Emma nodded. At least grill shopping meant going to the city rather than in to town. One step at a time. One day at a time. That’s how they’d get through the month.
And, God help her, one kiss at a time.
Chapter Six
Sean got the summons he’d been dreading in the form of a voice mail left on his cell phone while they were struggling to get the new grill out of the back of the truck.
“Sean, it’s Aunt Mary.” As if any other woman in his life ever used that tone of voice with him. “I don’t know what kind of game you’re playing, but I want to see you. Today. Alone. Don’t make me come looking for you, young man.”
Yeah, he was in trouble. And it was own damn fault because he should have known his cousins couldn’t keep their mouths shut. They never had. Especially Mikey. He was always the rat growing up.
He gave Emma and Cat a song and dance about promising his uncle he’d give him a hand changing the oil in his riding lawnmower and made the drive over like a criminal being marched into the courtroom to face the judge. This judge, though, would whack the shit out of him with kitchen utensils if she didn’t like his answers.

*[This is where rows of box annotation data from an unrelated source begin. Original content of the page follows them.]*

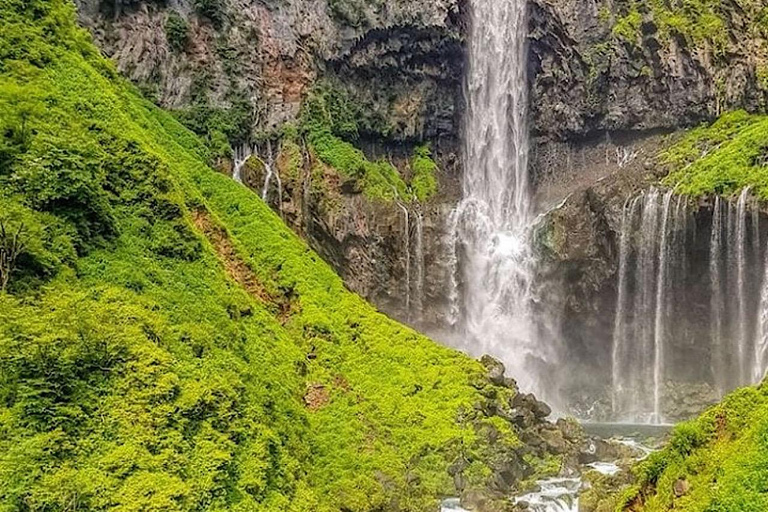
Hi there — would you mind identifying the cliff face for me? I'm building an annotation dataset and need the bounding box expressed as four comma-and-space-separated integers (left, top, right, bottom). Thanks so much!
79, 0, 768, 416
78, 0, 461, 140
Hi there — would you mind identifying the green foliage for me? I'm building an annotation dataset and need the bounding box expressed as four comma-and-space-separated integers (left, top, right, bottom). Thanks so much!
0, 197, 76, 290
165, 11, 189, 52
411, 145, 437, 202
660, 111, 768, 199
0, 0, 536, 512
192, 0, 226, 27
613, 11, 643, 44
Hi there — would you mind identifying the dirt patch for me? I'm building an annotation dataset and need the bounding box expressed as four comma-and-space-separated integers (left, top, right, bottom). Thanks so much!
304, 383, 331, 411
192, 210, 296, 323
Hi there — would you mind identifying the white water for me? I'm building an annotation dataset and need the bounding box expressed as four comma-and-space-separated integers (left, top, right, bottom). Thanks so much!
611, 188, 768, 423
709, 188, 768, 395
709, 196, 728, 396
413, 211, 424, 320
611, 188, 687, 423
449, 0, 553, 398
752, 242, 768, 382
515, 478, 581, 512
734, 187, 750, 383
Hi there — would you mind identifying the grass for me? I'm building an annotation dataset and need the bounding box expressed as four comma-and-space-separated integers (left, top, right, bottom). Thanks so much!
622, 386, 768, 512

He was already exhausted and a confrontation with his aunt was the last thing he wanted. The clock on Emma’s bedside table had read one in the morning when a sound had penetrated his sleep. A sleepy, sexy and definitely feminine moan wasn’t a bad thing to wake up to, except when the female was sleeping on a couch across the room. Alone.
She’d quieted after that single sound, but his body sure as hell hadn’t. As a result, he’d drifted in and out of a tortured sleep and woken up on the wrong side of the bed.

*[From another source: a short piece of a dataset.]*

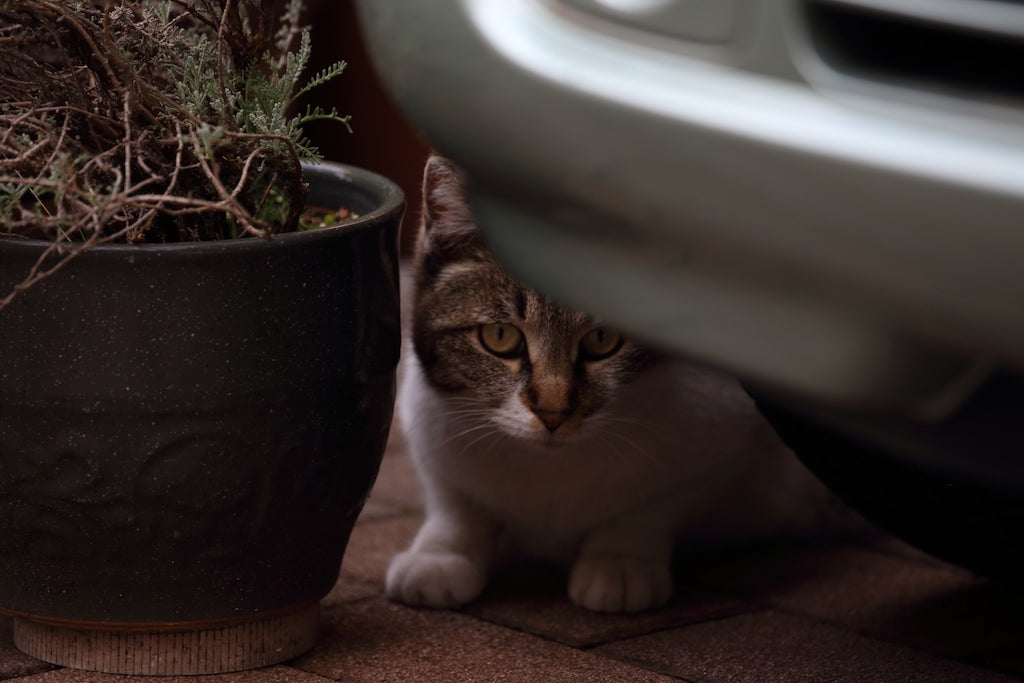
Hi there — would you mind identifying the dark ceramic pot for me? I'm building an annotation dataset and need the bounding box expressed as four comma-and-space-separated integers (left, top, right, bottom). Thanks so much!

Aunt Mary was in the kitchen—as usual—when he arrived and right after pointing him in that direction, Uncle Leo disappeared into his den and closed the door. Chicken.
She started in on him the second he crossed the threshold from the living room. “I was wrong about you all these years. I always thought you were a smart boy, but you don’t have the brains God gave a jackass.”
“Aunt Mary, I—”
“Don’t you Aunt Mary me, Sean Michael Kowalski. I should go get my wooden spoon and thunk some sense into that thick head of yours.”
Sean sighed and tried to school his expression into something closer to contrition than belligerence. Not that she wouldn’t see through it, but he made the effort regardless. “I’m just helping her out for a few weeks so that—”
“Helping her lie to her grandmother, you mean.”
“I know it sounds bad, but—”
“Because you were raised better than that.”
He’d known this wouldn’t be easy, but he’d been hoping to at least finish a sentence or two. “Can I talk? Please?”